Caregivers almost always use a the 7-step model for staging that aligns more with the PWD's needs for assistance and supervision. IMO, a family member who lives with or sees their LO often have a better sense of stage than a physician who is seeing them for 30 minutes at the PWD's best time of day especially if the PWD showtimes.

Showtiming is when a PWD can temporarily hold it together enough for a short time to appear less impaired than they are. Medical appointments and visits from friends and or family are the classic situations in which a PWD will do this. This results in others getting a false sense of what's going on and can make a caregiver look like an unreliable reporter.

I found the DBAT linked in H1235's post more helpful than dad's neurologist's Mild/moderate/severe in terms caregiving. While I wouldn't want to infantilize a PWD, the age equivalencies were very useful for keeping a PWD safe. My mom was a bit in denial about dad's level of impairment and tended to focus more on maintaining the illusion of his independence (around things like driving and being home alone). I found DBAT useful for framing discussions with her— would you give an 8-year-old your ATM card and car keys?

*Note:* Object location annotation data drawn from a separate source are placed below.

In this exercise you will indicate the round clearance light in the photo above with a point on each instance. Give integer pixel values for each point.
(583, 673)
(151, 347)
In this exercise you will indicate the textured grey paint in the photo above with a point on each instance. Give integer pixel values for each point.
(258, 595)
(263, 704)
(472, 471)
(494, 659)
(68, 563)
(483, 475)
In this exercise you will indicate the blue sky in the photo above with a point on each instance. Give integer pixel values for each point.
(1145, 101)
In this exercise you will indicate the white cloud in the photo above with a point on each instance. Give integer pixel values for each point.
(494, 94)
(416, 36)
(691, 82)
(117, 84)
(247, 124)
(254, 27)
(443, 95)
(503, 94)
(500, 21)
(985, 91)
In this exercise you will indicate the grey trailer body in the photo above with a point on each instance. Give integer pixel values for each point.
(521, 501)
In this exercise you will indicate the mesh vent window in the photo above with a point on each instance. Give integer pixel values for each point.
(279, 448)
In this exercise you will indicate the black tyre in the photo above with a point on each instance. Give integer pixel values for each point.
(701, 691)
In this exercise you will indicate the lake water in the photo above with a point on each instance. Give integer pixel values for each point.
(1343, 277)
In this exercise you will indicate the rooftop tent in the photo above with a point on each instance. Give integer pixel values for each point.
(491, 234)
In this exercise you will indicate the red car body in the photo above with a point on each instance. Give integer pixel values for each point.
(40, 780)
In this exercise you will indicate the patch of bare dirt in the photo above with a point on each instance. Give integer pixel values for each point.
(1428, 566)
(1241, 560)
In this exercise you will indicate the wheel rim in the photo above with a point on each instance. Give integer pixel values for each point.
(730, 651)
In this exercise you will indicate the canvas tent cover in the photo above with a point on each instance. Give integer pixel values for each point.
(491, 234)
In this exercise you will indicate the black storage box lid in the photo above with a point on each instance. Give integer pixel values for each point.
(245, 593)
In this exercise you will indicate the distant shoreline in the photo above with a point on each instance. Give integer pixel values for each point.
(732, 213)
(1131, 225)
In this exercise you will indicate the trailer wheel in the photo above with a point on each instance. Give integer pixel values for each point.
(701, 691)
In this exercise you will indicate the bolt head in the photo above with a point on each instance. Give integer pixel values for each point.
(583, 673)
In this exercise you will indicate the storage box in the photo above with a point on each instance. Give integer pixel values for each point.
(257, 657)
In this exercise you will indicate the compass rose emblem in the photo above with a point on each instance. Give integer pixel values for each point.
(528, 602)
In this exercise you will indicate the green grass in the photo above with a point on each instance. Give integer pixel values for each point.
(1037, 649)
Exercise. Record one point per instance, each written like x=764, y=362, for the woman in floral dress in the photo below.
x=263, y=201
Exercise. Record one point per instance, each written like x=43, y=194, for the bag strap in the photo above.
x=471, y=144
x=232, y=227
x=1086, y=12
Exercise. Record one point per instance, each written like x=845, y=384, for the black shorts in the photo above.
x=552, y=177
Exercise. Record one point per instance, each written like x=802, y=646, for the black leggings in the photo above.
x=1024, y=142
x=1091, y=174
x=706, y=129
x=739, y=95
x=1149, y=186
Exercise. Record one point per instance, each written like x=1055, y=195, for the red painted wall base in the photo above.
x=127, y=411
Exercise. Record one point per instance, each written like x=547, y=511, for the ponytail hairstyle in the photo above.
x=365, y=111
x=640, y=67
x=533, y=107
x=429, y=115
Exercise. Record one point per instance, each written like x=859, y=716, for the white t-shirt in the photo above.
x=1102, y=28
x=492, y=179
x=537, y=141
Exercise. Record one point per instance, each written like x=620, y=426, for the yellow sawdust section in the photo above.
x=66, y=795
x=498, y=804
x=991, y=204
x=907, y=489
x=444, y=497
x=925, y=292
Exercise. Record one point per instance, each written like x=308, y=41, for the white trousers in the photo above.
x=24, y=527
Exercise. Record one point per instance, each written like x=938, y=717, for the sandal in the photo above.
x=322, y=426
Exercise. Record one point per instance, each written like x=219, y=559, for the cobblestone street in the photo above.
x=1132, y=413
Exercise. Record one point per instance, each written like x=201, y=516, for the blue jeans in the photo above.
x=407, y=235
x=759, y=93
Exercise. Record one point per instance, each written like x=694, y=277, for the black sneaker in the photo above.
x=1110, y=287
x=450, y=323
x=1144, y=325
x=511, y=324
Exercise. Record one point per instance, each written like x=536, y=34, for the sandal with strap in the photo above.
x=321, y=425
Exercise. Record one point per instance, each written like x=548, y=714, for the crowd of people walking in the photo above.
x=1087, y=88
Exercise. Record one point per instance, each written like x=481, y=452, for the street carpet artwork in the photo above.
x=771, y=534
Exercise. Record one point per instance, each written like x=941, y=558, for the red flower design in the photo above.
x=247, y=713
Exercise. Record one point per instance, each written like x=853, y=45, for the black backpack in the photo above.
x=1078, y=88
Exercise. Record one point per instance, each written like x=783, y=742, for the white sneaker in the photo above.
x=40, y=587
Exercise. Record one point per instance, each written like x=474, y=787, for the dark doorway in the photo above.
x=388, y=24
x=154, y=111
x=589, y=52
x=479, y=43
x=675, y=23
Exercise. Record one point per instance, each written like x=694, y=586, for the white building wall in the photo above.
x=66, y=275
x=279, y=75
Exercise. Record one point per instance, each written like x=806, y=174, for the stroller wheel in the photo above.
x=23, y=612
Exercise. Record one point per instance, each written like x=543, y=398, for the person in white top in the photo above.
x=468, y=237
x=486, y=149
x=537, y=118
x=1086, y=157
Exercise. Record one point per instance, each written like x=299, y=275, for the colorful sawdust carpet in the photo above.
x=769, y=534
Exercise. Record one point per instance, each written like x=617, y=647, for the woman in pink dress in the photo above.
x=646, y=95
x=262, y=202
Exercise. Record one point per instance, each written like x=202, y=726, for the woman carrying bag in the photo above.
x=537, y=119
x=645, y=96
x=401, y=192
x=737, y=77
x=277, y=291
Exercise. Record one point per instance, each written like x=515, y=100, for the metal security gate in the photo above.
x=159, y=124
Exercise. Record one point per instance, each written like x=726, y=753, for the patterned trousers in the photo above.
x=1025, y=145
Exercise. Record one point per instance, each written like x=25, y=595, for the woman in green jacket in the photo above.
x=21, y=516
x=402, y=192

There's the FAST scale, which is also helpful around caregiving. It is similar to the DBAT, but further breaks down stages 6 and 7 into 10 sub-stages. I found this useful for anticipating next skills lost even though my dad's progression was somewhat different in terms of order. For instance, when you see your LO toileting hygiene slip, it's best to make sure you have a 6-sided mattress protector and incontinence products on hand.

FAST-Scale-digital.pdf

HB

ETA: Your sister's doctor may also use the term "Early Onset" (EO) to describe your sister's dementia because of her young age at diagnosis.